Serge Brammertz, the prosecutor of the UN war crimes tribunal in The Hague, hailed the arrest as an important step in bringing to justice the architect of Europe’s worst massacre since World War II. He said Karadzic, 63, the Bosnian Serb President during the war there between 1992 and 1995, would be transferred to The Hague in “due course.”
“This is a very important day for the victims who have waited for this arrest for over a decade,” Brammertz said. “It is also an important day for international justice because it clearly demonstrates that nobody is beyond the reach of the law and that sooner or later all fugitives will be brought to justice.”

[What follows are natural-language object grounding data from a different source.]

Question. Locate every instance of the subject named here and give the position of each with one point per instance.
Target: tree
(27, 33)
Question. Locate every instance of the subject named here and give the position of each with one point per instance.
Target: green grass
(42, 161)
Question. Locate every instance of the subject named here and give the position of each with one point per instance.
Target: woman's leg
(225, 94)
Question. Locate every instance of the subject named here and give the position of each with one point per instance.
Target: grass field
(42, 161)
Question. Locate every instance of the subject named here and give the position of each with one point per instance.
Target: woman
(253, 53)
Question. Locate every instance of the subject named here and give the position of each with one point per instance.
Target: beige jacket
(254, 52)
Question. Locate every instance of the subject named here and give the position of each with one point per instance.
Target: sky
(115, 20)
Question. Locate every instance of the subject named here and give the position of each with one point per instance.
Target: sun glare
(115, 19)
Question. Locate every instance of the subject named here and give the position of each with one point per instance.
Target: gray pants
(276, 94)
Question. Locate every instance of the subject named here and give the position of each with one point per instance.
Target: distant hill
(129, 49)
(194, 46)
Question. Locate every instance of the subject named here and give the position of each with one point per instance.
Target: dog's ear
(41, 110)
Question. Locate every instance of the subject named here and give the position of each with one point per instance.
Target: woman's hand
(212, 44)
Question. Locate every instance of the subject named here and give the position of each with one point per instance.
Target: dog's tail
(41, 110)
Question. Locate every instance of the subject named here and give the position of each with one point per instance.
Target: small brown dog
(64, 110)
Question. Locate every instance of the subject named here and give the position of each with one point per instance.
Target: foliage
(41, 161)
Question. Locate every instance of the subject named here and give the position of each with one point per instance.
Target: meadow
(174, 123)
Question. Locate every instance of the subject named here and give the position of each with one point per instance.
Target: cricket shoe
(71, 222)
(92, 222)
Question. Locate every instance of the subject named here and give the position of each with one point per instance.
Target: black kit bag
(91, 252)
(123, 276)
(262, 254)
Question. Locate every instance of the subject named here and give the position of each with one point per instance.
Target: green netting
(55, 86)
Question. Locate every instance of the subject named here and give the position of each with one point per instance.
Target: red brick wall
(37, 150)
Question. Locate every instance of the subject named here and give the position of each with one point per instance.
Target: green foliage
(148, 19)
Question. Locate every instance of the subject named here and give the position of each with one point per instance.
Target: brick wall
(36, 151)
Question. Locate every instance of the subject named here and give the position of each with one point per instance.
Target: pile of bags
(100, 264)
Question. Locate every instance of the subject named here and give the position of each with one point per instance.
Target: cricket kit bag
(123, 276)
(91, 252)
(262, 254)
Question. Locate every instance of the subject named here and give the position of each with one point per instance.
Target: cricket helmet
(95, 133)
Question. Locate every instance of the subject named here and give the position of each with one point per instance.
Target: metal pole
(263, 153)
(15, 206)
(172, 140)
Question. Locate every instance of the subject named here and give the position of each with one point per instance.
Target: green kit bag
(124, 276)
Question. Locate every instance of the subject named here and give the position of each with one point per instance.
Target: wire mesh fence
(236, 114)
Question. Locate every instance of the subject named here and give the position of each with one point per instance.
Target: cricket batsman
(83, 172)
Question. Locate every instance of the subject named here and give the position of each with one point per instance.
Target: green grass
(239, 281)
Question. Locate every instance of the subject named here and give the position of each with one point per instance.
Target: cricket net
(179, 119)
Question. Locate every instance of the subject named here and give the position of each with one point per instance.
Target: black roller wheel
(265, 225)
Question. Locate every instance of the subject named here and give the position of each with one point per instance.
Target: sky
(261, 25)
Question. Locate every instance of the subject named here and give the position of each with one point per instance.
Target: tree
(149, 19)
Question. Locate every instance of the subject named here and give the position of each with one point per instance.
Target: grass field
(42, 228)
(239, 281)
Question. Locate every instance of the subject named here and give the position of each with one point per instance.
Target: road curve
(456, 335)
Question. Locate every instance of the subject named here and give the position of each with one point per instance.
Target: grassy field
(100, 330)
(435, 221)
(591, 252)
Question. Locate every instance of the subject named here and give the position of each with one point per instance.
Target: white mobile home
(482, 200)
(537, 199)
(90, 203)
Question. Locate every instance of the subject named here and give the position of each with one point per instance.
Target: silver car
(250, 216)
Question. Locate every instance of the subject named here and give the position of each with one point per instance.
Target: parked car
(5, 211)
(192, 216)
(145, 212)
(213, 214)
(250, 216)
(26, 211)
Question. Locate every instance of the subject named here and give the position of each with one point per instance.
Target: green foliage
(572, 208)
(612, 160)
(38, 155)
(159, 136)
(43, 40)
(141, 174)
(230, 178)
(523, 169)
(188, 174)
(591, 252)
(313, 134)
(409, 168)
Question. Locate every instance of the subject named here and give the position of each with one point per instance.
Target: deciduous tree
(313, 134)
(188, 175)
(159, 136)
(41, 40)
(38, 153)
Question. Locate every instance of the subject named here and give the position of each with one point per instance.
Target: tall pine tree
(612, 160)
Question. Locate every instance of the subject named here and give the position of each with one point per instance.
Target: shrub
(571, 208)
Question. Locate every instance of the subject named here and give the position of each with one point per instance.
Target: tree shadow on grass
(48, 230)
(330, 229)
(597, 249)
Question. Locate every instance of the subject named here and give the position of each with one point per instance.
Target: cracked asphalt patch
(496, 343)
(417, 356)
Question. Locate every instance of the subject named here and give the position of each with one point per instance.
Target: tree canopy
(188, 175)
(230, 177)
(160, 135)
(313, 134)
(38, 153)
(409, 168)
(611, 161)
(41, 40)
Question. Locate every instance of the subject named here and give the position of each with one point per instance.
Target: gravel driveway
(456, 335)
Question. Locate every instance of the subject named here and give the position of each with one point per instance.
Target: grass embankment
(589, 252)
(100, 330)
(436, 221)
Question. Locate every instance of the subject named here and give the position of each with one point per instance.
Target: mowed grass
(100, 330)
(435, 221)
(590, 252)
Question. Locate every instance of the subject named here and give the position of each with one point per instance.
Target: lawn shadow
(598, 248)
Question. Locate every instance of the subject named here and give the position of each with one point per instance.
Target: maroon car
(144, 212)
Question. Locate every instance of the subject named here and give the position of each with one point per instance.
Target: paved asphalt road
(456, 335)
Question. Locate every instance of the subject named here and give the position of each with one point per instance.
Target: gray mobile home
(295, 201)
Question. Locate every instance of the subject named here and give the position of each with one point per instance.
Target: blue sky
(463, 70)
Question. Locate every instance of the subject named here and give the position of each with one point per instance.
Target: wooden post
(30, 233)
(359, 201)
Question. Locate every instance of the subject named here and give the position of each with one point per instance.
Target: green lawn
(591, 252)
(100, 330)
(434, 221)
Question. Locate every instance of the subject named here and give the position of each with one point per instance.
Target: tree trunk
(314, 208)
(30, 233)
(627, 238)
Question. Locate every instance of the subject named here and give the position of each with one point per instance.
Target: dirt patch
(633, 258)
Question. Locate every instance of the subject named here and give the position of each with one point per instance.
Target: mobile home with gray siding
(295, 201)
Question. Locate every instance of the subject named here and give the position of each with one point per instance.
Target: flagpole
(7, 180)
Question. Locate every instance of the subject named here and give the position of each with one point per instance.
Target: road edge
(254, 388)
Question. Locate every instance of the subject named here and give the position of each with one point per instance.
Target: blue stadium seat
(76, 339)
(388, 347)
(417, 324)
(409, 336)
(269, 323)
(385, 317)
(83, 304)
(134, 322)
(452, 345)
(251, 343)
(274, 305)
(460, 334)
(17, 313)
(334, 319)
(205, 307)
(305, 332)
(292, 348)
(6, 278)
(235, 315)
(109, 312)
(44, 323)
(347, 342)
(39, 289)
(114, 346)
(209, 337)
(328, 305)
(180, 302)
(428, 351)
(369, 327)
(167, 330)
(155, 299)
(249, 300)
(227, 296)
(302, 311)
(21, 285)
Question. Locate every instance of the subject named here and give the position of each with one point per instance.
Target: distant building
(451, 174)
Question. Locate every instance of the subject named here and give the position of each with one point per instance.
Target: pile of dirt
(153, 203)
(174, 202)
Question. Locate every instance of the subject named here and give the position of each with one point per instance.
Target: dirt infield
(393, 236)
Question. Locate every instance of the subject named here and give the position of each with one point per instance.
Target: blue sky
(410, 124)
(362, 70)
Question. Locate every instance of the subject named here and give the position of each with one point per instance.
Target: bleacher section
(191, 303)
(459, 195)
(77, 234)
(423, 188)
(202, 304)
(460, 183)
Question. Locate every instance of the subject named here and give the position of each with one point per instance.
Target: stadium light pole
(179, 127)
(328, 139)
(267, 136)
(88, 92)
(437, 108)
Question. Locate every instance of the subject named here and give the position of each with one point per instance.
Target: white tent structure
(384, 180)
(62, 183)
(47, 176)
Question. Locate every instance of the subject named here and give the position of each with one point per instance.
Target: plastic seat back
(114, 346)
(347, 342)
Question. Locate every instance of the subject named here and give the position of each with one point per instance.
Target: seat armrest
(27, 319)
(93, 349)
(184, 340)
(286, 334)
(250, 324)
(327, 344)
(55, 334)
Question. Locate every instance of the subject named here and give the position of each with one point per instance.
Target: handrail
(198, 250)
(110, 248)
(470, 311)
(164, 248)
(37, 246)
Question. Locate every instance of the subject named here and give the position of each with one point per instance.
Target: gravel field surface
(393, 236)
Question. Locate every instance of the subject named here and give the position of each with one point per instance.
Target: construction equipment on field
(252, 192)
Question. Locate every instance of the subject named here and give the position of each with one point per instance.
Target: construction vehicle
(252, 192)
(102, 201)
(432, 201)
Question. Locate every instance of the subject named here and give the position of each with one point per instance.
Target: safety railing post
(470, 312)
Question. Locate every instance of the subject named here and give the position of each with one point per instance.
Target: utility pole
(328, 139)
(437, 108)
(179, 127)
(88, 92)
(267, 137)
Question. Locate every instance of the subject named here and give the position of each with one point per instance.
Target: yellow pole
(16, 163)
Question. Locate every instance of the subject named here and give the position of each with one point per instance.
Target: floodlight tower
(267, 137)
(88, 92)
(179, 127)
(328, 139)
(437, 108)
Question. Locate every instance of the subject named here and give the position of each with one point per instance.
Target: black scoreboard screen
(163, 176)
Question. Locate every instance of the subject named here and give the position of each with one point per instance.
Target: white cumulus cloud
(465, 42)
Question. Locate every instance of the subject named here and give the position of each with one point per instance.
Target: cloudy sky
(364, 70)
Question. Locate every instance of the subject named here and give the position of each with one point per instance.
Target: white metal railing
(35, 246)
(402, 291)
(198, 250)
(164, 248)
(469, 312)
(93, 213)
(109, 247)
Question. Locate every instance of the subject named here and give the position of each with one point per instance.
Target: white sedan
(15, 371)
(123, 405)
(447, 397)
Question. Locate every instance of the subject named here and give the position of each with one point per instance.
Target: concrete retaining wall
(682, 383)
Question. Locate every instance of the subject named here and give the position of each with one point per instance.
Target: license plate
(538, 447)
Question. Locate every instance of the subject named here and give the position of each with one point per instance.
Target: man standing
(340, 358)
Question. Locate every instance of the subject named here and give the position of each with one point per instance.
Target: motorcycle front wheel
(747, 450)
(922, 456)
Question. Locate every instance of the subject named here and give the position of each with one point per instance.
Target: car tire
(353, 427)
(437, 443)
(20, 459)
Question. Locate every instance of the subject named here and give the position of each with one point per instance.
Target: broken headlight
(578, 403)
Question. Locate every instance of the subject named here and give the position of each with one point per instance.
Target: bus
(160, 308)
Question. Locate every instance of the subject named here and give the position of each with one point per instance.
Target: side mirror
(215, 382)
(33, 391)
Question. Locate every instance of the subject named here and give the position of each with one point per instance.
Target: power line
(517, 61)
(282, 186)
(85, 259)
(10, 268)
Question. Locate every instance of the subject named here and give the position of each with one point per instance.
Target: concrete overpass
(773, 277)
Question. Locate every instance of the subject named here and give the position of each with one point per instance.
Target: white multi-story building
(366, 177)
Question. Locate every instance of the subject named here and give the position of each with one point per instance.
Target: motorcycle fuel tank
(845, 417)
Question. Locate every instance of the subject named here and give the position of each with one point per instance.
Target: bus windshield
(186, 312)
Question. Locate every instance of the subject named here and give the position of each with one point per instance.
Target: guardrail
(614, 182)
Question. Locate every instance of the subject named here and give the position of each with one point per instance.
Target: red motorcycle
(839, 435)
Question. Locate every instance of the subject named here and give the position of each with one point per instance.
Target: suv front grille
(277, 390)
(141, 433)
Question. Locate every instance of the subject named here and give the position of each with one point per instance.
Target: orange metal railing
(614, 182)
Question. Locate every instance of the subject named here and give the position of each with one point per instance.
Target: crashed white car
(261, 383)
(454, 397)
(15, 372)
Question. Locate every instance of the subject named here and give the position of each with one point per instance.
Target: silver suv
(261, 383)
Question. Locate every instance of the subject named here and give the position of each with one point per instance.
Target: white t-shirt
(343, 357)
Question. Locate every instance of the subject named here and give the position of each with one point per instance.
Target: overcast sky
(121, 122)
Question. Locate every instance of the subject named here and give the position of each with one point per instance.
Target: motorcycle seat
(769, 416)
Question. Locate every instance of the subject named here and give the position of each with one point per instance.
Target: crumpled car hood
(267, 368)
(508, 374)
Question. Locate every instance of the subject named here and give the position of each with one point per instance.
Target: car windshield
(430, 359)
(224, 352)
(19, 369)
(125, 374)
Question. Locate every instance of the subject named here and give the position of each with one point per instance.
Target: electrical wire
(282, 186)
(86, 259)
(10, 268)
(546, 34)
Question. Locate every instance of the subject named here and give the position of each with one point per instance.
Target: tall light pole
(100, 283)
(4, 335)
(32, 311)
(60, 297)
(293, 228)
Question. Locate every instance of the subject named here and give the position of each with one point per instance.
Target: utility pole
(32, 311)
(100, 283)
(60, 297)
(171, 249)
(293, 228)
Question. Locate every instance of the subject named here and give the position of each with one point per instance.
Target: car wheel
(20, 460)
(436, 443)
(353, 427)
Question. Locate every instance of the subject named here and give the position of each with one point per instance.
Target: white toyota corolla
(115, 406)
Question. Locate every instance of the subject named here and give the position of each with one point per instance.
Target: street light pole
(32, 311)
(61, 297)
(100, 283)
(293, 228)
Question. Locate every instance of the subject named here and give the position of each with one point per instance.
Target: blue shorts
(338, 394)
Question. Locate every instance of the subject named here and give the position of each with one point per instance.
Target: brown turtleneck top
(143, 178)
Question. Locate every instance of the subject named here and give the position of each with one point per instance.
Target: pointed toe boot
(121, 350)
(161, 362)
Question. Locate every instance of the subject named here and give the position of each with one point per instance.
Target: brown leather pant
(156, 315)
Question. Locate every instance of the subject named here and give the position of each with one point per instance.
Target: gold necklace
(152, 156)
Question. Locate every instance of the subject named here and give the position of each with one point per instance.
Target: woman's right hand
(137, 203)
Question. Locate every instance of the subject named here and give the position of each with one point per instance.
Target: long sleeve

Karadzic’s place of arrest was not announced, but Serbian Government officials said Karadzic had been arrested by the Serbian secret police not far from Belgrade. Officials from President Boris Tadic’s office said Karadzic had appeared before an investigative judge at Serbia’s war crimes court, a prerequisite for his extradition to the Hague.
Hague and EU officials have long suspected that he was hiding in Serbia, and have pressed Belgrade to hand him over. The failure to arrest Karadzic and Ratko Mladic, the still-fugitive Bosnian Serb general also indicted on war crimes, long stood as a block to greater Serbian ties to the European Union after the wars in Bosnia and later Kosovo.
Richard Holbrooke, who brokered the agreements in Dayton, Ohio, to end the war in Bosnia in 1995 said: “Of the three most evil men of the Balkans, Milosevic, Karadzic, and Mladic, I thought Karadzic was the worst. The reason was that Karadzic was a real racist believer. Karadzic really enjoyed ordering the killing of Muslims whereas Milosevic was an opportunist.”